There is a difference between simplicity and logicality. The spelling -ITE is not the simplest possible, but it is completely logical, as well as conforming to a very strong pattern that underlies the language. This is why people come up with it intuitively.

Improving spelling by cutting letters has its applications, but it also has its limitations. The -ITE spelling illustrates this. I notice that Cut Spelling writes ryt for right. Rigorous application of cutting letters would not produce a satsifactory result in this case, so a new pattern is introduced.

While I believe there is some scope for new patterns where the language is seriously deficient, I also believe that the only way we will get reform accepted is if we build on the existing patterns of the language. This should produce a result that is comfortably similar to the English we are all used to, and is easily readible by anyone familiar with the language.

Peter Whitmore, Panmure, Auckland, New Zealand

Spelling vs. morphology

The article 'Wat can welsh teach english' in JSSS 26 (pp32-34) assumed that the more rational welsh spelling system was the important difference between Welsh and English. But I wonder.

The Welsh language has been less penetrated by foreign words than English, and its word form-ation is more regular. Thus the noun land corresponds to the unrelated adjective rural in English, while in Welsh gwlad has a clear derivative in gwledig. And there many more examples. The same is true of many other languages, for instance German has Land - ländlich.

English is unique not only in its spelling, but as being such a mixture of different languages.

I wonder how important a factor this is? And how you could test it?

Michael Bell, Hitchin, Herts, UK

Airline abbreviations

In our inter-office memos wich go to evry corner of the world (airline industry) for meny years now it's been common practise tu use the forms cud, shud and wud. It's been widely accepted as OK. Wun hardly sees them spelt eny uther way. Let's consider the uzij of those spellings.

I gess th main reezn orrijnly for using short forms of thees werds and meny uthers, mainly airline jargon, was the letter economy, space and timesavings in telegrafic communication.

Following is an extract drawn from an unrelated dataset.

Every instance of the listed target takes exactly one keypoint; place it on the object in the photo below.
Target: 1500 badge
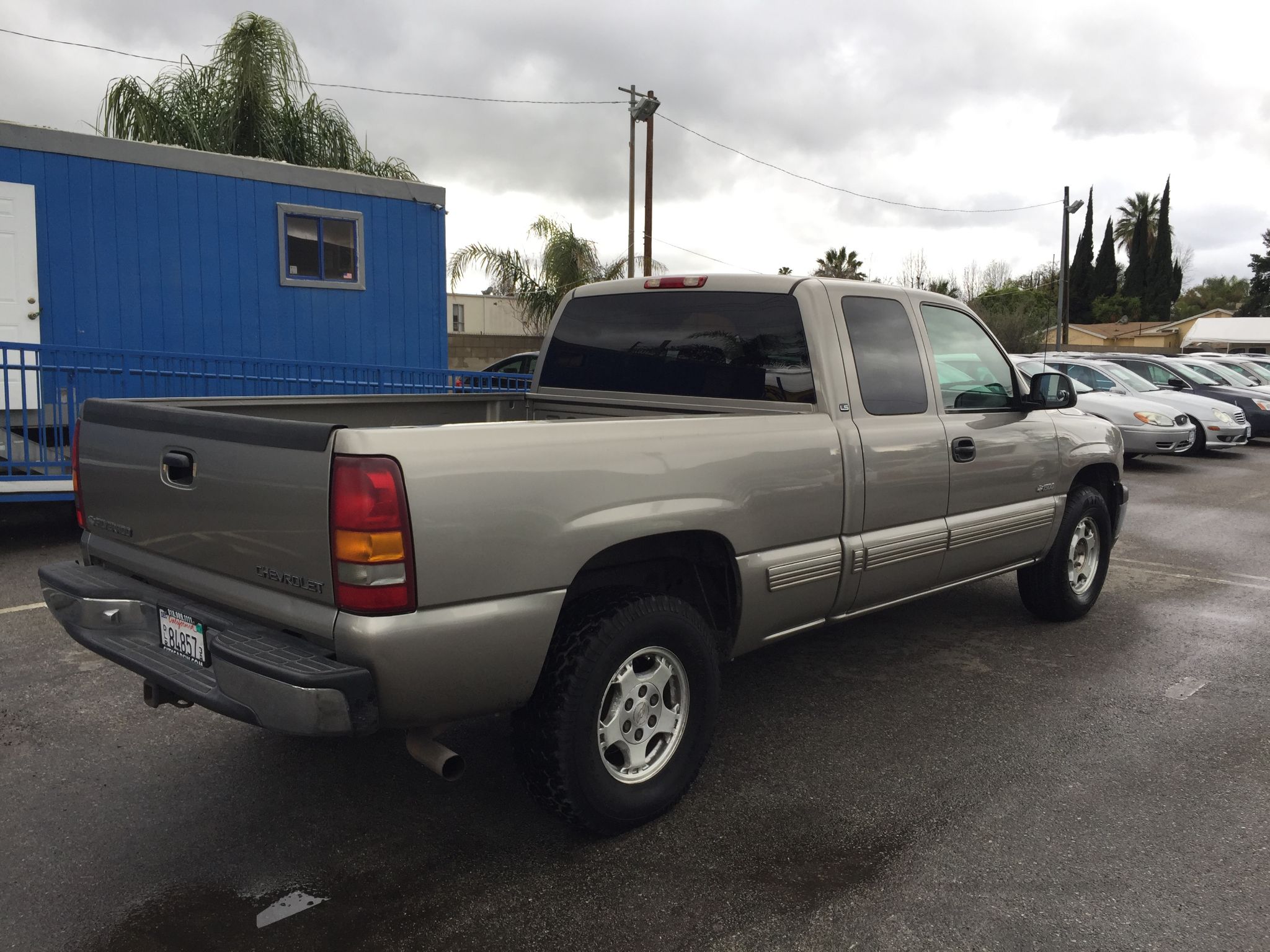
(299, 582)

Othr examples: pls adv for please advise, msg for message, adnok for advise if not okay, U for you, n for and, clofi for close file. Interesting is the spelling of you.

Whereas the English speaking countries plus the Chinese favor U, meny uthers use yu particularly the European and American stations.

I became accustomed to thees riting conventions in 1965. The spelling usij is limited to our own airline group. Interline (between carriers) communication is more TO-formal.

Jurgen Barth, Cammeray, NSW, Australia

[Journal of the Simplified Spelling Society, J27, 2000/1 p36]

Literature Received.

In the past 6 months JSSS has received the following publications:

1. English, the Journal of the English Association, Vol.49, No.193 Spring 2000.

2. English Association Newsletter, No.163, Spring 2000.

3. English Today, No.61, January 2000; No.62, April 2000.

4. Language and Literacy, newsletter of the United Kingdom Reading Association, Spring 2000.

5. Mifsud, C et al. Literacy in Malta, National Foundation for Educational Research, Slough, UK, 2000.

6. nfer news, Spring 2000, from National Foundation for Educational Research, Slough, UK.

7. QUEST, the Journal of the Queen's English Society, No.73, November 1999; No.74, February 2000.

8. Reading, Vol.34, No.1, April 2000; from UK Reading Association.

9. Rechtschreibung, newsletter of the Bund für vereinfachte rechtschreibung (Federation for simplified spelling), Zürich, No.180, February 2000.

10. Sprachreport, from the Institut für deutsche Sprache, Mannheim, Germany, 4/1999; 1/2000.